- Born: Jane Theresa Crawford c. 1844 Larne, County Antrim, Ireland
- Died: 3 June 1918 (aged 74) Queenstown, New Zealand
- Occupation: Hotel proprietor
- Years active: 1871–1906
- Spouse: John McBride ​ ​(m. 1869; died 1876)​
- Children: 2

= Jane McBride =

New Zealand businesswoman

Jane Theresa McBride (née Crawford; c. 1844 – 3 June 1918) was a New Zealand businesswoman who owned and managed McBride's Family Hotel in Queenstown.

== Biography ==
Born in Larne, County Antrim, Ireland, in about 1844, she migrated to New Zealand in about 1866 to join her sister and brother-in-law, the McEwans, who had settled at Nokomai, near Garston. She joined them when they moved to Queenstown, and there she married John McBride on 11 August 1869. The couple had two children.

In 1871, Jane and John McBride bought the Harp of Erin Hotel in Queenstown from the McEwans.
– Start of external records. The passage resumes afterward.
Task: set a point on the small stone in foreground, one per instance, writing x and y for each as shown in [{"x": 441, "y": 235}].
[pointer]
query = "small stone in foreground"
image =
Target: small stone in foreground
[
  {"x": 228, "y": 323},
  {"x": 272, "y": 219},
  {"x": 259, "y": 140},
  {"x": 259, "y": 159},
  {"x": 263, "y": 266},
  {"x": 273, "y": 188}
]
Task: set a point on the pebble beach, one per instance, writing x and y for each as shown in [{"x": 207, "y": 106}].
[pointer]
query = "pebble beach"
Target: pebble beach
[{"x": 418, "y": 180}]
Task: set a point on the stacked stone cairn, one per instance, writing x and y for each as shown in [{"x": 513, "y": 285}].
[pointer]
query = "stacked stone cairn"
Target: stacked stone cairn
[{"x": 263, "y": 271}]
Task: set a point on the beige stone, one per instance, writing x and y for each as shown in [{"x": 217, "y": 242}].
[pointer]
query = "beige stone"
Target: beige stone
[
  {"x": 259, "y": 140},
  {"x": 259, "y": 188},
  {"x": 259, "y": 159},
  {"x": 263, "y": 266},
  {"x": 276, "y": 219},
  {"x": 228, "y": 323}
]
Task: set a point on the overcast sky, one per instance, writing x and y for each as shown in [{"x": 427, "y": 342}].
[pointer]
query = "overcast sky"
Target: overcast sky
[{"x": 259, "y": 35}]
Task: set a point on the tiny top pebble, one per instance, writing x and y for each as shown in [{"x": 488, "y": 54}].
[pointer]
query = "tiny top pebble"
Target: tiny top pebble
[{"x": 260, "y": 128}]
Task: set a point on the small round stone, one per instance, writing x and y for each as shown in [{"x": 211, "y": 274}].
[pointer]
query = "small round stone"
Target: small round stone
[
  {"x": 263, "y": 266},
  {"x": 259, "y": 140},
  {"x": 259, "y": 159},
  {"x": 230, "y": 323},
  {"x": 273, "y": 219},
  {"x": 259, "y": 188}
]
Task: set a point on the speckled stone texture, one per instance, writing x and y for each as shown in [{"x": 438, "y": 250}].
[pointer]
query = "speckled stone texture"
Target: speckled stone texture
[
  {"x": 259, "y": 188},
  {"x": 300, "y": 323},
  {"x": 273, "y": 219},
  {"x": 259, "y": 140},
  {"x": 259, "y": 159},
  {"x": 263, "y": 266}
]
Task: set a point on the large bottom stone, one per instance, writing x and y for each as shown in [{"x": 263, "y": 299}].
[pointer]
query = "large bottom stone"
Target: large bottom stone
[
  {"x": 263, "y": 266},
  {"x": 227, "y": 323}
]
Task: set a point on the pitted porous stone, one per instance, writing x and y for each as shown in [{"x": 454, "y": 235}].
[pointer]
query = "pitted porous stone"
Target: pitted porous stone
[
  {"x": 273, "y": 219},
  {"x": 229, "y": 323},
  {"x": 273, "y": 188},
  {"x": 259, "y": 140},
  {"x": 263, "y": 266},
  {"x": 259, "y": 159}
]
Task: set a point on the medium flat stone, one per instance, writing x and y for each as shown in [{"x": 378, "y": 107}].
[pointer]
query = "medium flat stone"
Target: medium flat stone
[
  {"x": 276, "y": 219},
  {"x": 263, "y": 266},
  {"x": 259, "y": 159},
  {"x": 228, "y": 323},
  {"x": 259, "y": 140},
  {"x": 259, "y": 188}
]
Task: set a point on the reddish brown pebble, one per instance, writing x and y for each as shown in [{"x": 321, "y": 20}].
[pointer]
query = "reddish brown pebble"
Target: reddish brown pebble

In June 1876, John McBride died, and Jane McBride continued as sole owner. She extended the hotel twice and renamed it McBride's Family Hotel. She retired from running the hotel in 1906 but retained ownership and leased the hotel.

McBride died in Queenstown on 3 June 1918, after suffering a stroke three days earlier.